Der Partei, die diesen Gedanken in der Paulskirche zum Siege führte, der „Erbkaiserpartei“, gehören alle weiteren Veteranen an, die noch unter den Lebenden weilen. Es sind ihrer zehn, und unter ihnen befindet sich auch der Führer der Frankfurter Deputation, welche dem König in Berlin am 3. April 1849 die Kaiserkrone antrug, Eduard v. Simson, Gagerns Nachfolger als Präsident der Nationalversammlung.

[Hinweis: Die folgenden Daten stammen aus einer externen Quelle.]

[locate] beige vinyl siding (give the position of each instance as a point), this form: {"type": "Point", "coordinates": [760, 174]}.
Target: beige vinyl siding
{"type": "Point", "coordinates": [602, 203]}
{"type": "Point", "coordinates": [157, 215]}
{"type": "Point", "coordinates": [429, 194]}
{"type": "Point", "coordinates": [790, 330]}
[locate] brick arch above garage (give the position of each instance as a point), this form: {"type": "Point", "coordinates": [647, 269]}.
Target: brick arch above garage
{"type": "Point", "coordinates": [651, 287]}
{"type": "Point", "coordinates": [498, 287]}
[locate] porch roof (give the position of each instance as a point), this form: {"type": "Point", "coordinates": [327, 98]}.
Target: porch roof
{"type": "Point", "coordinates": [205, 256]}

Simson, dessen feiner Takt und würdevolles Wesen die Mission der Kaiserdeputierten trotz ihres Mißerfolges auf der vollen Höhe erhielt, hat noch oft im Leben Gelegenheit gehabt, diese Eigenschaften als Präsident zu entfalten, die ihm schon in der Paulskirche die Sympathien aller Parteien eintrugen. Als er von seiner Vaterstadt Königsberg ins Frankfurter Parlament gewählt wurde, war er dort Tribunalsrat und ein Professor der Rechtswissenschaft von Ruf. Der politischen Richtung, die er in der Paulskirche vertrat und die ihn zum Gesinnungsgenossen von Gagern und Dahlmann und zum Mitglied des rechten Centrums machte, ist der jetzt fast 88jährige allezeit treugeblieben. Im Unionsparlament zu Erfurt war er Präsident des Volkshauses. Nach dem Scheitern der Union stand er im preußischen Abgeordnetenhaus mit an der Spitze der Opposition. 1860 und 1861 war er Präsident dieser Kammer. In gleicher Würde sah ihn der konstituierende und der erste ordentliche Reichstag des Norddeutschen Bundes, und am 18. Dezember 1870 war es ihm, dem „Achtundvierziger“, vergönnt, die Adresse des Reichstages, welche dem siegreichen König Wilhelm die deutsche Kaiserwürde antrug, diesem in Versailles zu überreichen. Auch der erste deutsche Reichstag wählte Simson zum Präsidenten. Eine gleich glänzende Laufbahn war ihm auf dem Gebiete des praktischen Juristen beschieden. Nachdem er längere Zeit dem Appellationsgericht in Frankfurt a. O. vorgestanden hatte, wurde er 1879 bei Gründung des Deutschen Reichsgerichts in Leipzig an dessen Spitze berufen, in welcher Stellung er bis vor wenigen Jahren aufs segensreichste gewirkt hat.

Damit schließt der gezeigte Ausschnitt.